I love eating out. I think that is the absolute single reason I do not end up losing any of the weight that I have gained over the last many years. And going out of town for me is reason enough to pig out. It is a standing joke amongst my friends that I am food obsessed. If I am visiting a new place, I love to research the restaurants there, food specialities there.. Now for the record, that's not the only thing I research. I also look up sightseeing, transportation but checking out food is of paramount importance. Nothing wrong, is there? No wonder I have a food blog...

On a visit to Bangalore, I was determined to eat at Sunny's. Hadn't eaten there for a couple of years. So like a stuck record, I kept repeating Sunnys, Sunnys. Finally out of sheer frustration, my family said okay. Then realised that the restaurant was on the opposite side of the street where we were staying. How fortuitous was that?
When there, my niece ordered a Greek Salad. Tasted divine. Fresh, crunchy with a sweetish tangy dressing. It was outstanding.

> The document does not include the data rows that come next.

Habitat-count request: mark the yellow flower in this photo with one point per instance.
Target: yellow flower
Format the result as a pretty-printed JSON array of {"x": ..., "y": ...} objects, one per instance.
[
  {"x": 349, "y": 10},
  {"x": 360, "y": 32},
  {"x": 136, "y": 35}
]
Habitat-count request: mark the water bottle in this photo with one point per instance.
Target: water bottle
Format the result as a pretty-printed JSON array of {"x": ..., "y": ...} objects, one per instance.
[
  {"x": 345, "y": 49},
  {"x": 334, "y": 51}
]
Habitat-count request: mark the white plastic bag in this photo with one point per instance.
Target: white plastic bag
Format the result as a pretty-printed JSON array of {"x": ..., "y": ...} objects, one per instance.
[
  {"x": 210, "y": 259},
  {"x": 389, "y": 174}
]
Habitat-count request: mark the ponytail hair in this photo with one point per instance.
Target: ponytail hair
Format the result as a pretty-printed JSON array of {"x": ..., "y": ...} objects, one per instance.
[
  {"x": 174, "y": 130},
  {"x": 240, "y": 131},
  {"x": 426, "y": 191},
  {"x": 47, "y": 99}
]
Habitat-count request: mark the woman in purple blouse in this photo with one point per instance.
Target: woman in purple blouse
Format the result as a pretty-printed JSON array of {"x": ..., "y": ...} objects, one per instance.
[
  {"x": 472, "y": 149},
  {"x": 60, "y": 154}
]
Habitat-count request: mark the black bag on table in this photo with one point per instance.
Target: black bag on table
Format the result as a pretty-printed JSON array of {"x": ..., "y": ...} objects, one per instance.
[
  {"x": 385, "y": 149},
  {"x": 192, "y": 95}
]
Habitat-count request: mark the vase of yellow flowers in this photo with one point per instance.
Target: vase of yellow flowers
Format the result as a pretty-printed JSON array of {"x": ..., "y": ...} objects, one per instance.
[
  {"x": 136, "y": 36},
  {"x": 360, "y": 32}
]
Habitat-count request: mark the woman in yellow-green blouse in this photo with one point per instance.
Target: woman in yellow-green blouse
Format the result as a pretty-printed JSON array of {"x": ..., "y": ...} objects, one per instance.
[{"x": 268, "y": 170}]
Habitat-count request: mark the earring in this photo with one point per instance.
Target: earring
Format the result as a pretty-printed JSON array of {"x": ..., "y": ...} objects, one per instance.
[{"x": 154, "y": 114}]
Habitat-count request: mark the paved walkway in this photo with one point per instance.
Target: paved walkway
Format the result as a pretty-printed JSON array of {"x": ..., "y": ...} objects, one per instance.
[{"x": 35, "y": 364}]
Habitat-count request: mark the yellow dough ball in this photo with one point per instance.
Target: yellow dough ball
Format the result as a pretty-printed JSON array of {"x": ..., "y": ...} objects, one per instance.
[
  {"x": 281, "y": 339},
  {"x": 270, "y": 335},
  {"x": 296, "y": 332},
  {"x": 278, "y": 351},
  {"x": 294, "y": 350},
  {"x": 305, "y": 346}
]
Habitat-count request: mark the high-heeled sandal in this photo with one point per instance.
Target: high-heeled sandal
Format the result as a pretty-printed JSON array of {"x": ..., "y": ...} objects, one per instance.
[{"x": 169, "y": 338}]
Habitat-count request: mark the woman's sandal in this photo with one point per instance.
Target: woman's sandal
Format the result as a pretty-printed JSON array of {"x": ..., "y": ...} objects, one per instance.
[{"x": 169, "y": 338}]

This is an attempt to replicate that. A greek salad is a rough country salad.


1 Red Capsicum
1 Yellow Capsicum
1 Green Capsicum
1 Cucumber
1 Small Onion
10 Cherry Tomatoes
10-15 Olives
200 grams Feta Cheese
1 Head Iceberg Lettuce


1 Lemon, juiced
2 tablespoons Extra Virgin Olive Oil
1 teaspoon Powdered Sugar
1 Clove Garlic, minced
1/2 teaspoon Dried Oregano
Salt and Pepper to taste


Place all the dressing ingredients in a small screw top bottle and shake well. Keep aside till ready to serve.

Slice the onions finely.

Cut the capsicums into 1" bits.

Wash the lettuce carefully and tear into bite sized pieces.

Slice the cucumber into half moons.

Use the cherry tomoatoes whole or cut them in half. If you cannot source them, use regular tomatoes with each tomato cut into 8 pieces.

Cut the Feta into 1" cubes. (You can use Paneer instead as Feta is an acquired taste).

Assemble in a bowl.

When ready to serve, pour the dressing over and toss well.